At the end of the day, we’re paid (hopefully) entertainers. Readers lend us their imaginations for a few hours, a few days. We get to fill their minds with the stories that fill our heads and hope they enjoy them, too. When you write a book, you join a vast and diverse collection of people who can proudly call themselves the storytellers.
We’ve always existed. Though our methods may have changed, the purpose hasn’t. We’re artists and musicians. Writers and illustrators. We use our craft to tell truth in different ways and for different reasons, but we’re all seeking the same thing. We all seek a connection with our audience that reveals something true.
Does this make you proud? It should. But does it make you humble?
In the vast span of things, I am a very small part of all this. There are brilliant writers who have come before me. More will come after me. I’m a baby in this craft. I still have so much to learn.
And I would be typing into the airwaves if it weren’t for my readers.

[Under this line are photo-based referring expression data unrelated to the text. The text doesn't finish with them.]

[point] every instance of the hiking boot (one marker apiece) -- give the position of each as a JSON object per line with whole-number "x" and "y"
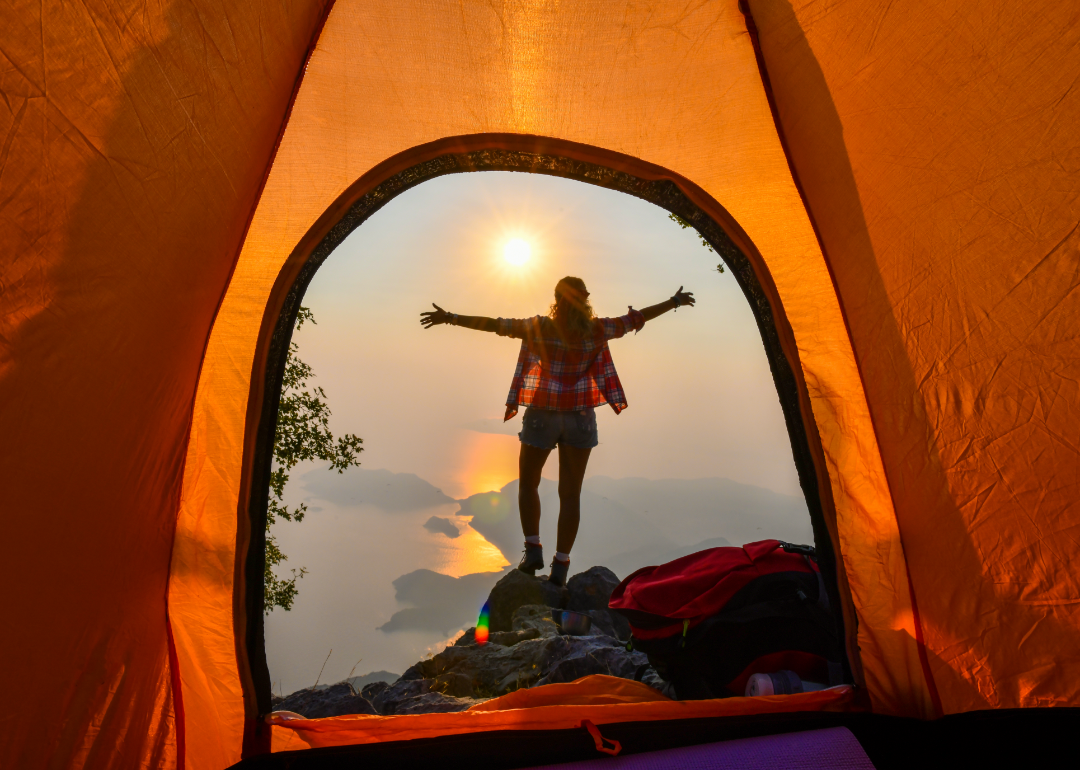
{"x": 532, "y": 559}
{"x": 558, "y": 570}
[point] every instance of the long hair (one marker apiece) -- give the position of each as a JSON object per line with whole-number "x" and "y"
{"x": 571, "y": 311}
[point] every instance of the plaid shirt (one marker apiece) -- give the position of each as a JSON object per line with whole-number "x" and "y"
{"x": 566, "y": 375}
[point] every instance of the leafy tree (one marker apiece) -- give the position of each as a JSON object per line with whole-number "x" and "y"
{"x": 302, "y": 433}
{"x": 684, "y": 224}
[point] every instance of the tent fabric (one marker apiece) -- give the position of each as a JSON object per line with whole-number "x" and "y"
{"x": 939, "y": 147}
{"x": 904, "y": 174}
{"x": 294, "y": 734}
{"x": 811, "y": 750}
{"x": 596, "y": 689}
{"x": 134, "y": 138}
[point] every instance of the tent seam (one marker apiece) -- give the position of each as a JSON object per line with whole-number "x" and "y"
{"x": 767, "y": 86}
{"x": 174, "y": 657}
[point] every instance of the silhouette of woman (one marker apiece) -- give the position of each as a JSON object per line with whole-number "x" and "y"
{"x": 564, "y": 372}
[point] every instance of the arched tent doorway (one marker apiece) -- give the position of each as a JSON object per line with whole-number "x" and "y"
{"x": 347, "y": 120}
{"x": 805, "y": 443}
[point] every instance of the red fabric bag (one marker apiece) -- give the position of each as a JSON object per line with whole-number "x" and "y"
{"x": 710, "y": 620}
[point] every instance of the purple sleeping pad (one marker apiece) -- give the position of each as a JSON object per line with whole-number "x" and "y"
{"x": 834, "y": 748}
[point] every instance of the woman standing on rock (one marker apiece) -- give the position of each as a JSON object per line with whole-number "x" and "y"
{"x": 564, "y": 372}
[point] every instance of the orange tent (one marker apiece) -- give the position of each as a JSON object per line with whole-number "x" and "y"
{"x": 896, "y": 185}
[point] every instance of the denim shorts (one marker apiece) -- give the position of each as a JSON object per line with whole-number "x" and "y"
{"x": 545, "y": 428}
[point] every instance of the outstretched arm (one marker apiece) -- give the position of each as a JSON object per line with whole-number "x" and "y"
{"x": 433, "y": 318}
{"x": 678, "y": 299}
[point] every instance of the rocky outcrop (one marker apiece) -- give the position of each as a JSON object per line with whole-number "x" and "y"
{"x": 515, "y": 590}
{"x": 525, "y": 649}
{"x": 335, "y": 700}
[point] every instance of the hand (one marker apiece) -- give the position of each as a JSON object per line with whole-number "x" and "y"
{"x": 433, "y": 318}
{"x": 684, "y": 298}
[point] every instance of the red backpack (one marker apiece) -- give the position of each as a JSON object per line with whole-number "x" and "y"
{"x": 711, "y": 620}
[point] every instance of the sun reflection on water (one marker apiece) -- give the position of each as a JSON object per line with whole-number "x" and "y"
{"x": 466, "y": 554}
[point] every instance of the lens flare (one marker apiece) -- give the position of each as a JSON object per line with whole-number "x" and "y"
{"x": 483, "y": 622}
{"x": 516, "y": 252}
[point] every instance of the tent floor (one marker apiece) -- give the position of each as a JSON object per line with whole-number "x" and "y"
{"x": 1021, "y": 737}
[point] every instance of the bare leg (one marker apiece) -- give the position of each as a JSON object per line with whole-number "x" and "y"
{"x": 529, "y": 465}
{"x": 571, "y": 472}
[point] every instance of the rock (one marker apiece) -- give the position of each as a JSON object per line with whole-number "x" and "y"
{"x": 591, "y": 590}
{"x": 453, "y": 684}
{"x": 509, "y": 638}
{"x": 517, "y": 589}
{"x": 495, "y": 670}
{"x": 524, "y": 649}
{"x": 613, "y": 661}
{"x": 359, "y": 683}
{"x": 374, "y": 690}
{"x": 432, "y": 703}
{"x": 535, "y": 617}
{"x": 335, "y": 700}
{"x": 590, "y": 593}
{"x": 401, "y": 690}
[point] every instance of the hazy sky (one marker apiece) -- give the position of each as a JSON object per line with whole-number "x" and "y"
{"x": 430, "y": 402}
{"x": 702, "y": 405}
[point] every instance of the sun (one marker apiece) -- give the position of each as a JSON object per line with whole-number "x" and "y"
{"x": 516, "y": 252}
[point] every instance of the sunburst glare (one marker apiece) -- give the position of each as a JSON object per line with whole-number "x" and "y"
{"x": 516, "y": 252}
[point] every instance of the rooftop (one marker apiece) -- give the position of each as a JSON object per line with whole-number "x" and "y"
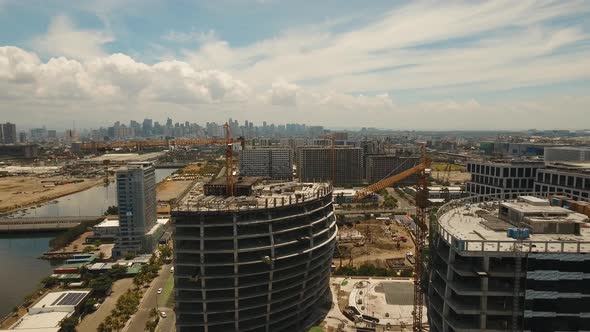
{"x": 576, "y": 148}
{"x": 264, "y": 194}
{"x": 109, "y": 222}
{"x": 41, "y": 322}
{"x": 480, "y": 227}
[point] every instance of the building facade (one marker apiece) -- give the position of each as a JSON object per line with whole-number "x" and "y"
{"x": 480, "y": 279}
{"x": 567, "y": 153}
{"x": 345, "y": 164}
{"x": 273, "y": 163}
{"x": 256, "y": 263}
{"x": 9, "y": 133}
{"x": 382, "y": 166}
{"x": 136, "y": 199}
{"x": 501, "y": 177}
{"x": 572, "y": 180}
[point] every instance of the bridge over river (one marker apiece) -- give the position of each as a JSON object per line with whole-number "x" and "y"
{"x": 42, "y": 224}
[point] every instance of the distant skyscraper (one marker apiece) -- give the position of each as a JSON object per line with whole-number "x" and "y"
{"x": 136, "y": 198}
{"x": 9, "y": 133}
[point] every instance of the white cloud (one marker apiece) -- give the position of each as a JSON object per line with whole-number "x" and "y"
{"x": 191, "y": 36}
{"x": 500, "y": 43}
{"x": 63, "y": 39}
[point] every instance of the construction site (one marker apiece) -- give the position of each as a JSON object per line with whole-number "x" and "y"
{"x": 382, "y": 243}
{"x": 508, "y": 265}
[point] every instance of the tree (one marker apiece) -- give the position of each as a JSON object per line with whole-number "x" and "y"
{"x": 166, "y": 251}
{"x": 151, "y": 325}
{"x": 49, "y": 282}
{"x": 118, "y": 272}
{"x": 101, "y": 285}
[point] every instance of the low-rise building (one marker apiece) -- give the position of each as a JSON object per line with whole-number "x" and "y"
{"x": 570, "y": 179}
{"x": 501, "y": 177}
{"x": 47, "y": 314}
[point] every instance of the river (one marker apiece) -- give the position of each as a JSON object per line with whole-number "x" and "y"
{"x": 20, "y": 266}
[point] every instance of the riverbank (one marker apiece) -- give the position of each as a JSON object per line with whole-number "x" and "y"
{"x": 19, "y": 192}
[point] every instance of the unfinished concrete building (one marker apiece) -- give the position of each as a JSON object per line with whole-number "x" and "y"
{"x": 345, "y": 164}
{"x": 273, "y": 163}
{"x": 382, "y": 166}
{"x": 565, "y": 178}
{"x": 518, "y": 265}
{"x": 259, "y": 262}
{"x": 501, "y": 177}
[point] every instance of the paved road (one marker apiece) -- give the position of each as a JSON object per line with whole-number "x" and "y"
{"x": 91, "y": 322}
{"x": 149, "y": 302}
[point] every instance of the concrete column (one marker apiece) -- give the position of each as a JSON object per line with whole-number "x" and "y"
{"x": 236, "y": 279}
{"x": 270, "y": 277}
{"x": 202, "y": 258}
{"x": 484, "y": 293}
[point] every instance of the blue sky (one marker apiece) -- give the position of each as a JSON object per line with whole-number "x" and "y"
{"x": 404, "y": 65}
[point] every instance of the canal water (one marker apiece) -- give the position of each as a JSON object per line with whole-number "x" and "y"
{"x": 21, "y": 270}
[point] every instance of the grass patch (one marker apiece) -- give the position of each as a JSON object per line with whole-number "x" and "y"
{"x": 166, "y": 299}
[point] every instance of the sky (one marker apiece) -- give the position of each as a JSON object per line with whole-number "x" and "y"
{"x": 436, "y": 65}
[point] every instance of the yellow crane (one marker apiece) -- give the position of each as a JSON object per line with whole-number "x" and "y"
{"x": 228, "y": 141}
{"x": 421, "y": 224}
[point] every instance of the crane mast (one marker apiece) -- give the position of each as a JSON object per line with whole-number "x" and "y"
{"x": 421, "y": 225}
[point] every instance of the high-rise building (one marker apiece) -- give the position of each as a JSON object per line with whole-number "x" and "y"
{"x": 570, "y": 179}
{"x": 136, "y": 199}
{"x": 9, "y": 133}
{"x": 501, "y": 177}
{"x": 382, "y": 166}
{"x": 567, "y": 153}
{"x": 318, "y": 164}
{"x": 259, "y": 262}
{"x": 274, "y": 163}
{"x": 518, "y": 265}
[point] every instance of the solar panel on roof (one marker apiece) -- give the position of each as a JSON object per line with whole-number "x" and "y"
{"x": 71, "y": 299}
{"x": 58, "y": 299}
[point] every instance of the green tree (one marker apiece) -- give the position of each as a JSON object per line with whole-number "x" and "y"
{"x": 49, "y": 282}
{"x": 118, "y": 272}
{"x": 166, "y": 251}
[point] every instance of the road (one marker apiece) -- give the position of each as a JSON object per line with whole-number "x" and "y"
{"x": 91, "y": 321}
{"x": 149, "y": 301}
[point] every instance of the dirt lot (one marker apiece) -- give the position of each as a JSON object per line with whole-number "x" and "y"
{"x": 20, "y": 191}
{"x": 454, "y": 176}
{"x": 169, "y": 190}
{"x": 378, "y": 244}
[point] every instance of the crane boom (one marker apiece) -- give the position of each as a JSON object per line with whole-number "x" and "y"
{"x": 375, "y": 187}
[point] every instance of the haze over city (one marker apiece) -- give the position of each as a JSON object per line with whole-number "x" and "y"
{"x": 399, "y": 65}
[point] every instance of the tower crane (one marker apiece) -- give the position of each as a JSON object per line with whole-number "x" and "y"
{"x": 421, "y": 170}
{"x": 228, "y": 141}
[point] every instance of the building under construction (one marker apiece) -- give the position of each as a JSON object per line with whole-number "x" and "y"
{"x": 517, "y": 265}
{"x": 257, "y": 262}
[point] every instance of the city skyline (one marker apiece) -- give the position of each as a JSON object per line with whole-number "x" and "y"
{"x": 416, "y": 65}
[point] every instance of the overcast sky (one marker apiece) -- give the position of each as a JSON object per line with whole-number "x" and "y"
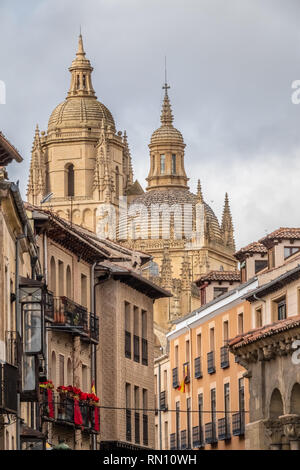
{"x": 230, "y": 66}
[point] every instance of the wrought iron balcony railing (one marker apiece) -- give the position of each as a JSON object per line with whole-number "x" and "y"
{"x": 210, "y": 433}
{"x": 197, "y": 435}
{"x": 60, "y": 409}
{"x": 224, "y": 429}
{"x": 198, "y": 368}
{"x": 13, "y": 347}
{"x": 186, "y": 372}
{"x": 211, "y": 367}
{"x": 224, "y": 357}
{"x": 175, "y": 377}
{"x": 8, "y": 388}
{"x": 144, "y": 352}
{"x": 238, "y": 423}
{"x": 94, "y": 327}
{"x": 163, "y": 401}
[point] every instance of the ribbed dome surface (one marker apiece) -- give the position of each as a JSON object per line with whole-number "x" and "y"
{"x": 165, "y": 135}
{"x": 78, "y": 111}
{"x": 179, "y": 196}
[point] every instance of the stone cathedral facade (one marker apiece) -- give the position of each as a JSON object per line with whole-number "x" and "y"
{"x": 86, "y": 163}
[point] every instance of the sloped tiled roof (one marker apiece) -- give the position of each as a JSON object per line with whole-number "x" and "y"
{"x": 267, "y": 330}
{"x": 254, "y": 247}
{"x": 231, "y": 276}
{"x": 280, "y": 234}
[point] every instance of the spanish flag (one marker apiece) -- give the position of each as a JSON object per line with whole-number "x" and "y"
{"x": 181, "y": 387}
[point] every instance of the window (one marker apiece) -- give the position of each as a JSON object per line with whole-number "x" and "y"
{"x": 84, "y": 378}
{"x": 70, "y": 180}
{"x": 227, "y": 406}
{"x": 188, "y": 408}
{"x": 258, "y": 317}
{"x": 219, "y": 291}
{"x": 225, "y": 332}
{"x": 61, "y": 369}
{"x": 61, "y": 278}
{"x": 290, "y": 250}
{"x": 281, "y": 310}
{"x": 127, "y": 331}
{"x": 83, "y": 290}
{"x": 162, "y": 164}
{"x": 260, "y": 265}
{"x": 240, "y": 323}
{"x": 173, "y": 164}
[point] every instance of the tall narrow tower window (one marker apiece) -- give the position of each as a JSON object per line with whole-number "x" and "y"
{"x": 70, "y": 181}
{"x": 173, "y": 164}
{"x": 162, "y": 164}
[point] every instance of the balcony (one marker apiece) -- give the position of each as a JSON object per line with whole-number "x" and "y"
{"x": 136, "y": 348}
{"x": 94, "y": 327}
{"x": 8, "y": 388}
{"x": 238, "y": 424}
{"x": 224, "y": 357}
{"x": 183, "y": 436}
{"x": 60, "y": 410}
{"x": 211, "y": 367}
{"x": 175, "y": 377}
{"x": 173, "y": 441}
{"x": 197, "y": 437}
{"x": 163, "y": 401}
{"x": 224, "y": 429}
{"x": 145, "y": 430}
{"x": 210, "y": 433}
{"x": 186, "y": 372}
{"x": 144, "y": 352}
{"x": 198, "y": 368}
{"x": 13, "y": 347}
{"x": 127, "y": 344}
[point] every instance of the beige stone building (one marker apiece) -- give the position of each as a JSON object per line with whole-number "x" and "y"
{"x": 85, "y": 163}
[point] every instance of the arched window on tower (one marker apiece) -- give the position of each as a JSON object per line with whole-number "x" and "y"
{"x": 173, "y": 164}
{"x": 162, "y": 164}
{"x": 117, "y": 182}
{"x": 70, "y": 180}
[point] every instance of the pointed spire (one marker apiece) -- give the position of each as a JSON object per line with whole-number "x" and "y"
{"x": 80, "y": 51}
{"x": 227, "y": 225}
{"x": 166, "y": 117}
{"x": 199, "y": 192}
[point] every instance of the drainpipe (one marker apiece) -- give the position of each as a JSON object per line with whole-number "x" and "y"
{"x": 93, "y": 346}
{"x": 159, "y": 407}
{"x": 18, "y": 327}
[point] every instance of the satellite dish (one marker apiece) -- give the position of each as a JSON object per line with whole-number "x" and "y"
{"x": 46, "y": 198}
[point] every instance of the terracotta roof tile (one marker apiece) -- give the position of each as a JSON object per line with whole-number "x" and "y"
{"x": 254, "y": 247}
{"x": 231, "y": 276}
{"x": 281, "y": 233}
{"x": 267, "y": 330}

I write stories because I love it. It feeds me creatively. In a very real way, it has been my lifesaver in an extremely tough year. But without readers offering me their imaginations, my stories only live in my own mind. Never forget this. We are only who we are because others listen or read or observe what we create. Do not forget your audience.
Lesson from 2012: You can be proud and humble at the same time.
So that’s it. I’m not going to give advice for 2013. I don’t know what’s going to happen! (I’m fairly sure the whole Mayan thing isn’t going to occur, but other than that, I’m clueless.) I can only offer the lessons I’ve already learned and hope that they’re helpful to some of you guys going forward. Have a great holiday season, wherever you are, creatively, personally, geographically. Find something beautiful and true to celebrate. Enjoy family and friends. And, like Neil says, Make good art.